Van Nekk nahm Jan Roper das Trinkgefäß ab und reichte es Spillbergen. »Es war nicht Vincks Schuld«, sagte van Nekk erschöpft. »Er konnte nicht hochkommen. Er bat jemand, ihm zu helfen. Ich hatte solche Angst, daß ich mich auch nicht rühren konnte, und dabei hatte ich doch nichts zu befürchten.«
»Alle Engländer sind verrückt«, sagte Sonk. »Habt ihr jemals einen gekannt, der nicht verrückt war?«
»Schweinehunde und Seeräuber – durch die Bank, alle!« sagte Ginsel.
»Nein, nicht alle«, sagte van Nekk. »Der Pilot hat doch nur getan, was er für richtig hielt. Er hat uns beschützt und hat uns zehntausend Leguas weit geführt!«
»Uns beschützt – daß ich nicht lache! Fünfhundert waren wir, als wir losfuhren, und fünf Schiffe. Jetzt sind wir nur noch neun!«
»War ja nicht seine Schuld, daß das Geschwader auseinandergerissen wurde. Was konnte er dafür, daß die Stürme uns …«
»Wär' er nicht gewesen, wir säßen heut noch in der Neuen Welt, bei Gott! Er war es doch, der behauptete, er könne die japanischen Inseln erreichen. Und um des lieben Herrn Jesus willen – seht euch doch mal um, wo wir sind!«
»Wir waren alle einverstanden, daß wir versuchen sollten, Japan zu erreichen – alle«, sagte van Nekk müde. »Wir waren alle dafür!«
»Schon! Aber trotzdem war er es, der uns dazu überredet hat.«
»Aufpassen!« rief van Nekk und wies auf den Samurai, der sich regte und stöhnte. Sonk war wie der Blitz über ihm und rammte ihm die Faust ans Kinn. »Beim Tod Christi! Wozu haben die Hunde ihn bloß hiergelassen? Hätten ihn doch leicht mitnehmen können. Was hätten wir schon dagegen tun wollen!«
»Glaubt ihr, sie haben ihn für tot gehalten?«
»Keine Ahnung! Gesehen haben müssen sie ihn.

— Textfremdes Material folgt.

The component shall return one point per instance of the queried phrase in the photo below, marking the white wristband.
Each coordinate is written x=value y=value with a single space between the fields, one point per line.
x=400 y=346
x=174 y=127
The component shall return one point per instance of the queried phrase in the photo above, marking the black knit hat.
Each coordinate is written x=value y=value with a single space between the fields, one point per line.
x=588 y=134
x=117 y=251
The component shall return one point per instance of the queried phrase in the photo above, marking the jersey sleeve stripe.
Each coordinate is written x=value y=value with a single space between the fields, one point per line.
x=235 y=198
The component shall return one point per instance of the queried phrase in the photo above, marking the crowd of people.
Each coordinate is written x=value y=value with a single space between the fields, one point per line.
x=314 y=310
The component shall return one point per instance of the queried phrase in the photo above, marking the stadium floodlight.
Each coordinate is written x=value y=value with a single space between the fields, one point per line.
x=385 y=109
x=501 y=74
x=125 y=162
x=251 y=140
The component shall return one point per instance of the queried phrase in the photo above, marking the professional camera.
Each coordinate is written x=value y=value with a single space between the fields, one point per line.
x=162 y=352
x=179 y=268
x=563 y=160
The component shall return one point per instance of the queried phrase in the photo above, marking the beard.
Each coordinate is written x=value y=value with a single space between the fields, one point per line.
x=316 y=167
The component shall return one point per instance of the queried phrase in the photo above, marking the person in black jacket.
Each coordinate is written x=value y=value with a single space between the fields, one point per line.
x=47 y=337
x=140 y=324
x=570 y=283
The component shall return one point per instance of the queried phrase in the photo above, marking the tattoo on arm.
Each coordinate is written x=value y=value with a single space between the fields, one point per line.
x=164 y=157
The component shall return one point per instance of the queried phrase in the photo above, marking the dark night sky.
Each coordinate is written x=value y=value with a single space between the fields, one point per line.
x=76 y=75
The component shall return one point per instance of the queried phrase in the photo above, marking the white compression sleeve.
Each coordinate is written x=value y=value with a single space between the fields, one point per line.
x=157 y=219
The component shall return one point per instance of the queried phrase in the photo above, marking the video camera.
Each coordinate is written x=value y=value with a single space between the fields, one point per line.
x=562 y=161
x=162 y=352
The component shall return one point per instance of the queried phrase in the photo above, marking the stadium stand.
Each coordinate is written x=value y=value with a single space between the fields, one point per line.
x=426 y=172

Beim lieben Herrn Jesus – könnt ich jetzt ein Bier gebrauchen!« sagte Sonk.
»Schlag ihn nicht noch mal, Sonk! Bring ihn nicht um! Er ist eine Geisel.«
Croocq sah zu Vinck hinüber, der in sich zusammengekauert an der Wand hockte, und was er sah, war winselnder Selbsthaß. »Gott steh uns allen bei! Was werden sie wohl mit Pieterzoon machen? Und was mit uns?«
»Der Pilot ist schuld«, sagte Jan Roper. »Er allein!«
Mitleidig linste van Nekk zu Blackthorne hinüber. »Das spielt doch jetzt keine Rolle mehr, oder?«
Wie von der Tarantel gestochen schoß plötzlich Maetsukker auf. Das Blut rann ihm immer noch den Unterarm herunter. »Ich bin verwundet! Helft mir!«
Aus einem Fetzen Hemd drehte Salamon eine Adernpresse und staute das Blut. Der Schnitt in Maetsukkers Bizeps ging zwar tief, aber es waren keine Venen oder Arterien durchtrennt. Die Fliegen fingen an, sich auf der Wunde niederzulassen.
Oben ließen sich Schritte vernehmen. Die Falltür ging auf.